One of my favorite songs is “Somebody to Love.” It was written by Freddie Mercury and performed by the British rock band Queen in 1976 (although I did not start paying attention until decades later).

Music critics trace its appeal to the influence of American gospel singer Aretha Franklin and, more broadly, the American gospel choir sound. Wikipedia writes that the song “is a soul-searching piece that questions God’s role in a life without love.”

I wouldn’t know about all that.  I just like the sound and the lyrics and consider it an anthem celebrating the human search for love.

But it also offers a powerful counterpoint to others who spend life searching for someone to hate, someone to vilify, some one or some group to demonize.

A century and more ago, the preferred people to hate, fear, and reject were various kinds of immigrants: Jews and, before that, Catholics of any kind. Beneath all of these for the longest time: Native Americans, or what we grew up calling Indians.

The current choice is transgender people.

It is hard to believe how much political energy and legislative time is being invested in this wide-ranging campaign against such a small segment of the population. Except this: their status as a minority group makes them an easy target for powerful demagogues who are always looking for somebody to hate.

When I was little, the group to reject was African Americans. One of the most famous pictures in national history is that taken of the angry gang of students shouting hate at the Little Rock Nine in 1957. I have often wondered what became of the white students and adults in this famous picture (above): if they regretted their denigration of students just trying to get a good education, if they ever repented of their meanness, or if they ever made friends with the very people they vilified.

For a good while, Communists were the demographic of choice, and later, liberals and gays took center stage. Neither of these latter two groups have moved out of the danger zone. Recent political trends have found energy (and money) in demonizing liberals and gays.

All of this has fed a decades-long resistance to the feds. It began, perhaps, when federal armies marched through Tennessee, Georgia, and the Carolinas, putting down the rebellion we call the Confederacy. It took new form when President Eisenhower sent federal troops to Little Rock to insure safe passage for African American students. Since then, it has been federal courts and legislatures that have consistently ruled in favor of minority groups and minority rights, infuriating the white majority.

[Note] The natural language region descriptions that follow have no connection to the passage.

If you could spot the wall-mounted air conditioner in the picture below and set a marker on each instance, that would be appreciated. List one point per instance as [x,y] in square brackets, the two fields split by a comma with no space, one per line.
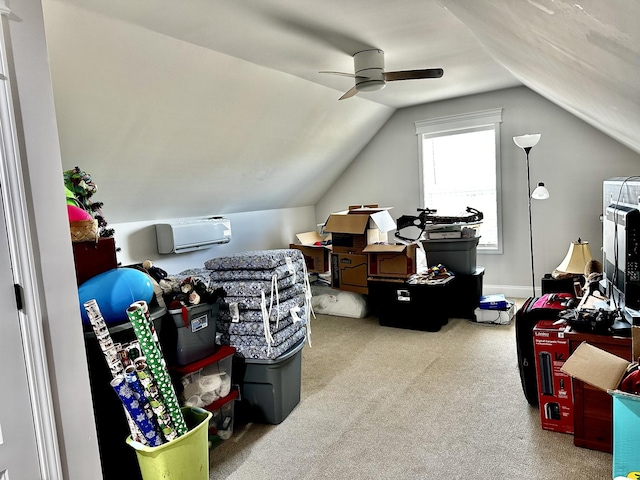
[194,234]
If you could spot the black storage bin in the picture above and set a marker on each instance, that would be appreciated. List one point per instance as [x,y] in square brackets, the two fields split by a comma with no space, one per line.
[416,307]
[269,389]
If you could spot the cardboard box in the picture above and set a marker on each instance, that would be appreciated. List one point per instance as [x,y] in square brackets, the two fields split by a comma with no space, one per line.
[315,256]
[497,317]
[604,370]
[395,261]
[352,230]
[349,272]
[555,392]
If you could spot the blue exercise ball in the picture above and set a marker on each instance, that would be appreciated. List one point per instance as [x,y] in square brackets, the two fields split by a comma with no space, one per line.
[114,291]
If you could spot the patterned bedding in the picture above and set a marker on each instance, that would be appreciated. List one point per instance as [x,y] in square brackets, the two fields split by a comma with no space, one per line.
[277,312]
[255,303]
[281,271]
[255,260]
[257,327]
[268,296]
[270,353]
[278,338]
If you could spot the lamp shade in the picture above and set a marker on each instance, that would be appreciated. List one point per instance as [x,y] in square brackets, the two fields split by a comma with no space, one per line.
[577,257]
[540,193]
[528,140]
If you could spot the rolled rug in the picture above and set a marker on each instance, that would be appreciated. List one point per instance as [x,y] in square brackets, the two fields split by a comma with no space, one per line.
[157,366]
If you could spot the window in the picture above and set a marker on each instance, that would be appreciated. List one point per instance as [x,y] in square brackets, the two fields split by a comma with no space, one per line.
[459,168]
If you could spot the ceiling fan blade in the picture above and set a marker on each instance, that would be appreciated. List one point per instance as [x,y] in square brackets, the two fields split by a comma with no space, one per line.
[342,74]
[353,91]
[414,74]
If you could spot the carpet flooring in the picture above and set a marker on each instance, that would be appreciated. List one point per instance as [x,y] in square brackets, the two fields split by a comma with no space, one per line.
[387,403]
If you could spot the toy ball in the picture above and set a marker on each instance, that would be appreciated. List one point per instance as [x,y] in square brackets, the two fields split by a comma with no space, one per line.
[114,291]
[77,214]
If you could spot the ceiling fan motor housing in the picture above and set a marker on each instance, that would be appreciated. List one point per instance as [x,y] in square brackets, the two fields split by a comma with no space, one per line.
[370,64]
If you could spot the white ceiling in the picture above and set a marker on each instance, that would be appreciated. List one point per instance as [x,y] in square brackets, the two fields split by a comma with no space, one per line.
[108,74]
[582,55]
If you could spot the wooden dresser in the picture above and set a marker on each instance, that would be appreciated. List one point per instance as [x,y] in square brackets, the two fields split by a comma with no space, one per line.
[593,427]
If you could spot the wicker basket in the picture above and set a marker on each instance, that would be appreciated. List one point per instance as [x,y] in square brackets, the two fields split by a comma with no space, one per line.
[84,231]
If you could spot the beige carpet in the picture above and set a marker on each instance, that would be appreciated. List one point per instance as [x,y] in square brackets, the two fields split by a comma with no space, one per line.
[387,403]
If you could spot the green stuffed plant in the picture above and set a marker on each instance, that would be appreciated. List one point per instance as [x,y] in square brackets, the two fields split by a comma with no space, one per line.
[80,188]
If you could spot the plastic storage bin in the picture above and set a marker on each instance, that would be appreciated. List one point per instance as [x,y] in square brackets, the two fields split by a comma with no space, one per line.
[416,307]
[203,382]
[185,458]
[458,255]
[271,388]
[196,332]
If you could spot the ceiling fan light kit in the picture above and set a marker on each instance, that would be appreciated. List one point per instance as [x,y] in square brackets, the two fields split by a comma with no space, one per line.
[370,76]
[369,70]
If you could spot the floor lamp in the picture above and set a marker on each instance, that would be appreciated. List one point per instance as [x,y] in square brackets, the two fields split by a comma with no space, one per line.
[527,142]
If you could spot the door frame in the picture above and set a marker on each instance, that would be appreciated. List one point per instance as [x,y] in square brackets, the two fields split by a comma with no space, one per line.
[23,266]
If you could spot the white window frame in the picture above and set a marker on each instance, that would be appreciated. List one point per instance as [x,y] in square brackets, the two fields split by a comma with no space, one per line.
[459,124]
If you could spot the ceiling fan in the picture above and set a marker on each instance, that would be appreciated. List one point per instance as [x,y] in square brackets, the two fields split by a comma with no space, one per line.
[370,75]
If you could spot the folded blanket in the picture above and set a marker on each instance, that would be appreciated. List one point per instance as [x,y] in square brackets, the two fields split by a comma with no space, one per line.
[255,260]
[278,312]
[257,327]
[278,338]
[279,272]
[270,353]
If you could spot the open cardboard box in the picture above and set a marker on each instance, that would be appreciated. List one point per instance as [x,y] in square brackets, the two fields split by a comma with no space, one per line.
[395,261]
[604,370]
[352,230]
[315,256]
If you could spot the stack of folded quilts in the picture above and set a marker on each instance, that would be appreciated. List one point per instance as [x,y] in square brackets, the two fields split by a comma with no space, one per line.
[268,304]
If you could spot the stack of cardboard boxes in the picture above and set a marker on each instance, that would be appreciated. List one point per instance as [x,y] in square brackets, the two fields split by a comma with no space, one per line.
[605,371]
[359,249]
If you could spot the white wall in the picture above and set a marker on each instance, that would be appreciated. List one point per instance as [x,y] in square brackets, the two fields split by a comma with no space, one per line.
[261,230]
[40,154]
[572,159]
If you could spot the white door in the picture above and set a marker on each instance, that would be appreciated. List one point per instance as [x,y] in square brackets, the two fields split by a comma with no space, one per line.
[18,451]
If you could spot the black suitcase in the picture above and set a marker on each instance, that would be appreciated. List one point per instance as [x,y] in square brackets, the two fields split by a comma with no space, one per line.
[545,307]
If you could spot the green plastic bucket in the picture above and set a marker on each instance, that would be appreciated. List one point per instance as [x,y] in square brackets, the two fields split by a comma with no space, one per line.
[186,457]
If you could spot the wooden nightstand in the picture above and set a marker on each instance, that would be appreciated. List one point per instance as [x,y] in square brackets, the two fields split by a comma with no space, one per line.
[593,427]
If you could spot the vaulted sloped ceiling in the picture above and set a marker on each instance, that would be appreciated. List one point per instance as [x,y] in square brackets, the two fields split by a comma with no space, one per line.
[200,107]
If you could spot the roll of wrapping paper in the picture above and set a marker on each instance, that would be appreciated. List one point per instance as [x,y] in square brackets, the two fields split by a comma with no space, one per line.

Now, representatives of these white majorities hold positions of great power in state houses and on federal courts. They are listening to the white majorities make claims of persecution and marginalization. They are feeling the resentment and granting “relief” in case after case in which white majority representatives cry about their disrespected status.

All of this accumulated anger now comes sweeping toward surely the smallest of all American demographics. Missouri, Tennessee, Florida, and Utah are a few of the states that are channeling hate toward children, youth, and adults who are struggling with what professionals have long called “gender dysphoria.”

Over the weekend, a physician friend distributed the statement of the American Academy of Pediatrics Policy Statement on Gender Disorders. He then asked the question, “Why should the … legislature deem it necessary to usurp the prerogative and medical decision-making of physicians and parents in rendering appropriate care for our children? … Physicians should have the freedom working with the patient and family in making decisions based on science and expert opinion rather than ignorance and with compassion rather than mean spirited prohibitions.”

He is right. This tidal wave of ignorance and prejudice is sweeping the country. People struggling with gender dysphoria need understanding and support rather than anger and meanness.

I sat with a transgender woman some weeks ago and asked, When did you know? She said, “When I was five years old.” She is now drawing social security, and her transition was less than a decade ago.

I don’t understand all this, but I do understand the waves of hate that have swept over our country for all 70+ years of my life. I am weary of it all. Increasingly, I pray, in the words of that old rock song,

I go down on my knees and I start to pray
‘Til the tears run down from my eyes
Lord, somebody, somebody can anybody find me somebody to love?

I just wish all the trans haters would do the same. I can say with assurance, God will answer your prayer.